--- Begin Message ---
Subject: |
Re: case insensitivity (rather a wish than a bug) |
Date: |
Sun, 8 Sep 2002 16:20:29 -0400 |
User-agent: |
Mutt/1.4i |
Bastian --
...and then Bastian Fuchs said...
%
% Hello,
% it would be nice, if there is an option to sort alphabetically WITHOUT
% consideration of upper oder lower case.
%
% This is the standard output of ls -l:
% -rw-r--r-- 1 bastiaf users 0 Sep 8 01:36 FIRST_EXAMPLE
% -rw-r--r-- 1 bastiaf users 0 Sep 8 01:36 SECOND_EXAMPLE
% -rw-r--r-- 1 bastiaf users 0 Sep 8 01:36 first_example
% -rw-r--r-- 1 bastiaf users 0 Sep 8 01:36 second_example
%
% It would be nice, if ls -l --sort=caseinsensitivity for example would show:
% -rw-r--r-- 1 bastiaf users 0 Sep 8 01:36 FIRST_EXAMPLE
% -rw-r--r-- 1 bastiaf users 0 Sep 8 01:36 first_example
% -rw-r--r-- 1 bastiaf users 0 Sep 8 01:36 SECOND_EXAMPLE
% -rw-r--r-- 1 bastiaf users 0 Sep 8 01:36 second_example
As a matter of fact, since fileutils 4.1, that is the standard behavior
when your environment is not set to POSIX. Check out your
LANG
LC_CTYPE
LC_NUMERIC
LC_TIME
LC_COLLATE
LC_MONETARY
LC_MESSAGES
LC_PAPER
LC_NAME
LC_ADDRESS
LC_TELEPHONE
LC_MEASUREMENT
LC_IDENTIFICATION
LC_ALL
variables as well as the output of
locale
(which should spit all of that out) and
ls --version
to see that you're actually running 4.1 or later and we're not debugging
the wrong problem. The short form, pruned from how it was explained to
me just a few months ago, looks like:
... I am not pleased with Redhat and
Gnome. Those two groups together have caused a huge problem out of
this really simple and good feature. Both of them by default set
LANG=en_US ...
When the discussion of localization and internationalization has ever
come up in the long history of the Internet and standards
organizations the US software body has always had a black eye since we
traditionally ignored anyone who did not speak English ...
... Eventually it was agreed upon only after very,
very, VERY much debate how i18n (internationalization) was to be
implemented. ...
Therefore everyone implements i18n support in their code by calling
strcoll(3) routines instead of strcmp(3) routines. The libc takes
care of everything for you. For the traditional unix user they see no
difference at all. New variables never before seen in a unix
environment such as LANG and LC_ALL were implemented to switch on this
new feature but it would be switched on only if the user specifically
asked for it to be switched on. Full compatibility is preserved.
That is the way it should work. Full compatibility is preserved.
Then along comes Redhat. They decide that users really want
dictionary sorting order and set LANG=en_US ...

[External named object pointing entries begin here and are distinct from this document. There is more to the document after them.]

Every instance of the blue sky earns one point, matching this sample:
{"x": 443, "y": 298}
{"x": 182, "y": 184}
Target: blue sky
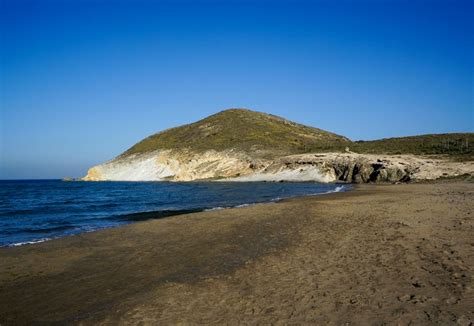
{"x": 81, "y": 81}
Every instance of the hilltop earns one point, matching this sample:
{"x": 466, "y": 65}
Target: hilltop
{"x": 244, "y": 145}
{"x": 243, "y": 130}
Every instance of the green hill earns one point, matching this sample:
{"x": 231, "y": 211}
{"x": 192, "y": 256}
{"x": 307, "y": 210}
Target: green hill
{"x": 263, "y": 134}
{"x": 459, "y": 145}
{"x": 245, "y": 130}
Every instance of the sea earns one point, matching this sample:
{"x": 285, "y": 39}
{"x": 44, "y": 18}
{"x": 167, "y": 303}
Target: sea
{"x": 33, "y": 211}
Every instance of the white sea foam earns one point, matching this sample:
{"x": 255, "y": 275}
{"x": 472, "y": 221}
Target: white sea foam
{"x": 18, "y": 244}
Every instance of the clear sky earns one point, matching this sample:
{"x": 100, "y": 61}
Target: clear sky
{"x": 81, "y": 81}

... They don't change the bug reporting address and
so GNU gets the bug reports. ... I just wish the disgruntlement
was directed toward RH and not to GNU ...

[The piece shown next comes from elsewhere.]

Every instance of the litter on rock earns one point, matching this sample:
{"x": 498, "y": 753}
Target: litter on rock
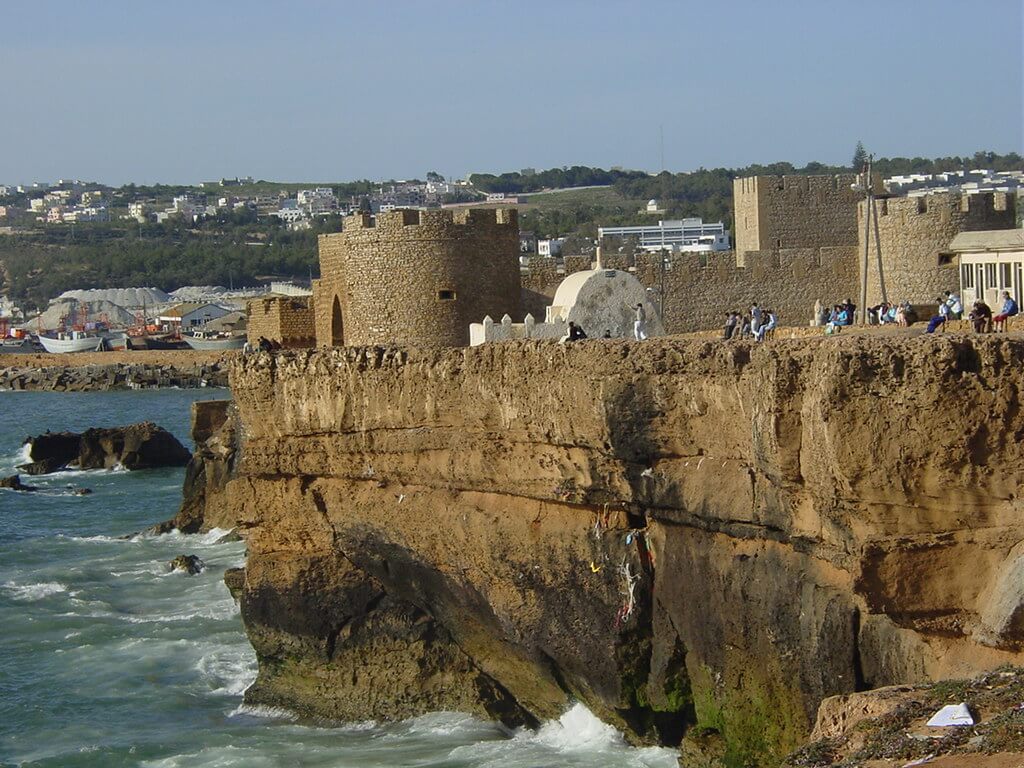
{"x": 951, "y": 715}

Of course you are hosed if a vendor sets that variable for you. Then
you do have to know to clean it out of your environment first. Thank
you for knowing what is best for me. Phooey!
Anyway, in my case I had
LANG=
but
LC_CTYPE=en_US.ISO8859-1
and so I was using case-insensitive dictionary sort order; the answer was
to either set everything to POSIX or to nothing or to be sure to set
LC_CTYPE and LC_COLLATE to POSIX. You're probably in the same boat.
%
% - Bastian
HTH & HAND
:-D
--
David T-G * It's easier to fight for one's principles
(play) address@hidden * than to live up to them. -- fortune cookie
(work) address@hidden
http://www.justpickone.org/davidtg/ Shpx gur Pbzzhavpngvbaf Qrprapl Npg!
pgpj5RnduLnKv.pgp
Description: PGP signature
--- End Message ---
--- Begin Message ---
Subject: |
Re: ls sort order bug |
Date: |
Fri, 15 Nov 2002 06:04:29 -0500 |
User-agent: |
Mutt/1.4i |
Matthew --
...and then Matthew Vanecek said...
%
% The ls man page advertises that ls will "Sort entries alphabetically if
What version of ls on what operating system, please?

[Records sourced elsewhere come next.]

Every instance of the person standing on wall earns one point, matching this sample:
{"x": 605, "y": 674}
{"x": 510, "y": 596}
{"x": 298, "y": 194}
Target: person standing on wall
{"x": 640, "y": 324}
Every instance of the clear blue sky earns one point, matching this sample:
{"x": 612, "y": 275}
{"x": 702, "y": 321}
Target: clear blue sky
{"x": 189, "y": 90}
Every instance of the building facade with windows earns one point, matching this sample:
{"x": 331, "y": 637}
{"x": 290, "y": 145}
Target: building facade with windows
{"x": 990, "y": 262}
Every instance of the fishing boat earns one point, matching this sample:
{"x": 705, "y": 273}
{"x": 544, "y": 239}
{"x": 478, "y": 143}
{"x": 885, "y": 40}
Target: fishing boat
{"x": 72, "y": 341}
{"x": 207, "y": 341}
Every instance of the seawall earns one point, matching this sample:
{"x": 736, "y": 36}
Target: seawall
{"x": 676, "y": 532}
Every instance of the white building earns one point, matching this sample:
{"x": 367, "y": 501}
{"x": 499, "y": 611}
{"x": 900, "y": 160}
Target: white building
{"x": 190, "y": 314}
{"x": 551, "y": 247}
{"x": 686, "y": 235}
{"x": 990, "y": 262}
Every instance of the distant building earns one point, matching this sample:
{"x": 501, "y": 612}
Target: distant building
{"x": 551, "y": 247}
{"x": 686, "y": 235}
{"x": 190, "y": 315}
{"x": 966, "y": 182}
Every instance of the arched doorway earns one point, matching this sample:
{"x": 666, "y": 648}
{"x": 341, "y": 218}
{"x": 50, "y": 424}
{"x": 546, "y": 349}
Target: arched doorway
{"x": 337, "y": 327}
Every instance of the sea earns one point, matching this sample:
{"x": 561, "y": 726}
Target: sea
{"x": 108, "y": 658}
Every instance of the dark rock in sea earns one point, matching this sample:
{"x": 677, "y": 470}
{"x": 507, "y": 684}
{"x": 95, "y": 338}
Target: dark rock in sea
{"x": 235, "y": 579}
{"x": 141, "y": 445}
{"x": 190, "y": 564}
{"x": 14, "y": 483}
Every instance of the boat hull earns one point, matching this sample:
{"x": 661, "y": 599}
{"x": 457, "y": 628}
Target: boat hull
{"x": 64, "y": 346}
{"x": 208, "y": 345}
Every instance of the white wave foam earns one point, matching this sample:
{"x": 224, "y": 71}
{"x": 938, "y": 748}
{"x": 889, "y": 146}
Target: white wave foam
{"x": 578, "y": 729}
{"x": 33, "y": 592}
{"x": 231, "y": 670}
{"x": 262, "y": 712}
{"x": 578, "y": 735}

% none of -cftuSUX" are specified. -a is supposed to show the .
% directories/files.
Right.
%
% The bug is that the . files/directories are intermixed with the other
% files/directories, and that lower case and upper case files/directories
% are intermixed. To sort alphabetically, the . files must come first,
% followed by Upper case files, followed by lower case files.
% I cannot find a combination of options that outputs the expected
% listing.
It sounds to me like you have a 4.1 or later version of fileutils (run
ls --version
to check) and do not have the proper localization environment variables
set for the results you want. I assure you that ls can be directed to
either fold or honor case, and I've never seen . and .. anywhere except
at the top of the listing.
To make a painfully long story short, here is some paraphrased background
purely from memory (and thus subject to inaccuracy on many counts, but I
hope at least a start):
- When *NIX utilities were first written, program behavior, user
interface, and error messages were all coded directly within the
program. Easy and simple, but no support for other languages.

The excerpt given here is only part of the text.